Our study reported that mRNA for survivin and VEGF genes could be used as novel diagnostic biomarkers for endometriosis. High sensitivity, specificity, PPV, NPV and the accuracy of a diagnostic score based on TVU and peripheral blood markers (CA125, mRNA for survivin and VEGF genes) may contribute in distinguishing between patients with endometriosis and those without this disorder. CA125 is a valuable marker in the diagnosis of endometriosis. Previous studies showed significantly higher levels of CA125 in the serum of patients with endometriosis (9, 10). Our results also revealed that the serum level of CA125 was significantly increased in patients with endometriosis. Survivin could be considered as a very attractive candidate gene for endometriosis studies. Survivin is an inhibitor of apoptosis and is expressed during fetal development and in cancer tissues. The expression of the survivin gene in endometriosis is significantly higher in ectopic lesions rather than eutopic endometrium (11, 12), while a reduced number of apoptotic cells in endometrial lesions is a consequence of the overexpression of survivin (11). Survivin expression was found in endometrial ovarian cysts, also, with maximum levels in the micro-focus outside the fibrous capsule (13). It could be expected that survivin is also expressed in ectopic endometriotic foci (14). In our study, we measured the mRNA level of survivin in the peripheral blood in women with and without endometriosis. The results demonstrated that the sensitivity of survivin as a diagnostic test for endometriosis in our study was 66.7%. PPV was 90.9% with a false positive rate of 2/40 (5%). Mabrouk et al. (10) found that the sensitivity of mRNA expression for survivin was 75%, with a false positive rate of 10%. By combining the values of mRNA expressions for survivin, levels of CA125 and CA19-9, they obtained the sensitivity of 87% with 10% of false positive results.
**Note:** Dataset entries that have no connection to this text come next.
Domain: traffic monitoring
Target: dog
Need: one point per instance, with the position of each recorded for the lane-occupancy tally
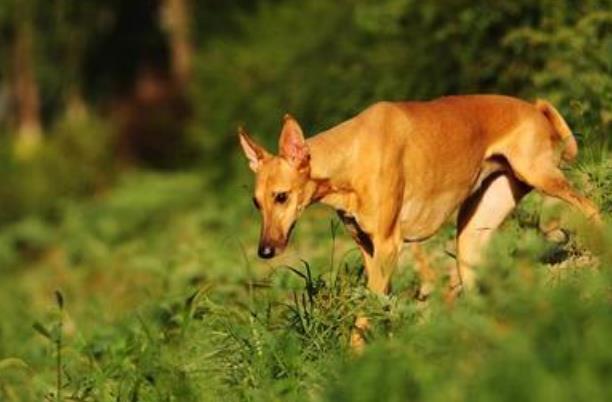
(396, 172)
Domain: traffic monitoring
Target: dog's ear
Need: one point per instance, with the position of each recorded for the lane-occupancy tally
(254, 153)
(292, 145)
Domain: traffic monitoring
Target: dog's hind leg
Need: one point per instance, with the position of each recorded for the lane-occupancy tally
(479, 216)
(544, 176)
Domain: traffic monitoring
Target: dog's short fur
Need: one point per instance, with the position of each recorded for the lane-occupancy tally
(397, 171)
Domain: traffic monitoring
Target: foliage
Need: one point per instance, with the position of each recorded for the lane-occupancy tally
(131, 285)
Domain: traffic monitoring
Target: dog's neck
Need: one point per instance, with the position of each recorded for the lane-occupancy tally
(330, 168)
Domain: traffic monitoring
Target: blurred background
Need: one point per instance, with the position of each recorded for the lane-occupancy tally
(121, 180)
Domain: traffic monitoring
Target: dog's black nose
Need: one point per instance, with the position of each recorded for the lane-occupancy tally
(265, 251)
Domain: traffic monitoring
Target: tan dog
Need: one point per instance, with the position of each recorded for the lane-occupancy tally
(397, 171)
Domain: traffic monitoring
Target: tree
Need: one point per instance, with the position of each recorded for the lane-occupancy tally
(25, 86)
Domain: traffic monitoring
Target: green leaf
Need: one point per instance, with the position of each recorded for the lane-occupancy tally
(12, 362)
(38, 327)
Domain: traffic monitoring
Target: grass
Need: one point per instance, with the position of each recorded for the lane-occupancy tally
(152, 292)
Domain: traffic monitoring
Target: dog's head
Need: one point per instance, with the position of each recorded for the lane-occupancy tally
(283, 188)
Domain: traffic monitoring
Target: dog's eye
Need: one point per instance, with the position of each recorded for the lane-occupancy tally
(280, 198)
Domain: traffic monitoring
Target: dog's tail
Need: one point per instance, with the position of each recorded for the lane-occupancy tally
(562, 130)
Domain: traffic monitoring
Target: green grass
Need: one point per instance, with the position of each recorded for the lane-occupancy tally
(163, 299)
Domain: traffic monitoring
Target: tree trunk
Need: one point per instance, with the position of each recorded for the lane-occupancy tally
(27, 101)
(176, 20)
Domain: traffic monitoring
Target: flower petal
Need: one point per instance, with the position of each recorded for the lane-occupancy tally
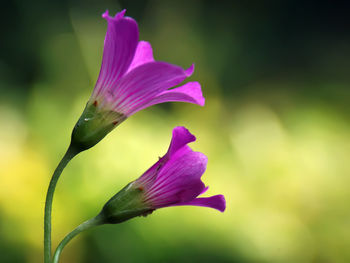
(179, 180)
(143, 83)
(217, 202)
(190, 92)
(181, 137)
(119, 48)
(143, 54)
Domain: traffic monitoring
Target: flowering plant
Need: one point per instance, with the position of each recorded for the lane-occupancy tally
(131, 80)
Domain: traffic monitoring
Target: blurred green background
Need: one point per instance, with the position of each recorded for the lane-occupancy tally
(275, 128)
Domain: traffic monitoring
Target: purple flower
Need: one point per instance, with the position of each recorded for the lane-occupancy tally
(175, 180)
(129, 81)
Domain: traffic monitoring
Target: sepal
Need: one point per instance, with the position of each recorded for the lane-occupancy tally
(93, 125)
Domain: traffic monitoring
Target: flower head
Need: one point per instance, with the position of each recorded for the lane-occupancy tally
(129, 81)
(175, 180)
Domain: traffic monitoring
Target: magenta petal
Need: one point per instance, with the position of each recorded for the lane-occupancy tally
(181, 137)
(190, 92)
(119, 48)
(179, 179)
(217, 202)
(143, 83)
(143, 54)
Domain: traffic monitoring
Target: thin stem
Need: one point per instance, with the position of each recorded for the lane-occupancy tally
(71, 152)
(84, 226)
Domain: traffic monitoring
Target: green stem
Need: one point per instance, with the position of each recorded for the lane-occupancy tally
(71, 152)
(84, 226)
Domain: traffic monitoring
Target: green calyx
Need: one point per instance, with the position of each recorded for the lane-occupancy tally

There is convincing evidence that angiogenesis plays an important role in ectopic implantation of the endometrial tissue and in the development of endometric lesions (15). Angiogenesis, the growth of blood vessels from the existing vasculature, implies interactions of a number of hardly regulated molecules, which include a key angiogenesis factor named vascular endothelial growth factor (VEGF). Pellicier et al. (16) noted that there was no significant difference in VEGF levels in the serum of affected patients compared to the control group (15). Mataliotakis registered a discrete but significant difference in the concentration of VEGF in serum compared to the control group (17). These controversial results may be a consequence of the small samples used in studies. Some data indicate that VEGF may be increased in benign gynecological diseases, such as endometrial hyperplasia, abnormal uterus hemorrhage and ovarian cysts (18, 19). In our study, patients with endometriosis had a significantly higher value of mRNA expression for VEGF compared to patients without endometriosis. Our results show that the detection of increased levels of mRNA expression for VEGF in the serum of patients with endometriosis may play a significant role in the diagnosis of endometriosis, as well as in better understanding the etiology of the disease. Taking into account that the diagnosis of endometriosis is very demanding and often delayed because of the nonspecific and late occurrence of the symptoms, the use of laparoscopy as the gold standard tool for definitive diagnosis that is limited by financial resources, availability, surgeon experience, and its invasive nature, using survivin and VEGF as novel biomarkers in the diagnosis of endometriosis could increase the accuracy of TVU findings.

Determination of serum CA125, mRNA expression levels for survivin and VEGF along with TVU can contribute to the higher accuracy of noninvasive diagnostic tools for endometriosis. Laparoscopy could be used only for patients who require immediate surgical treatment.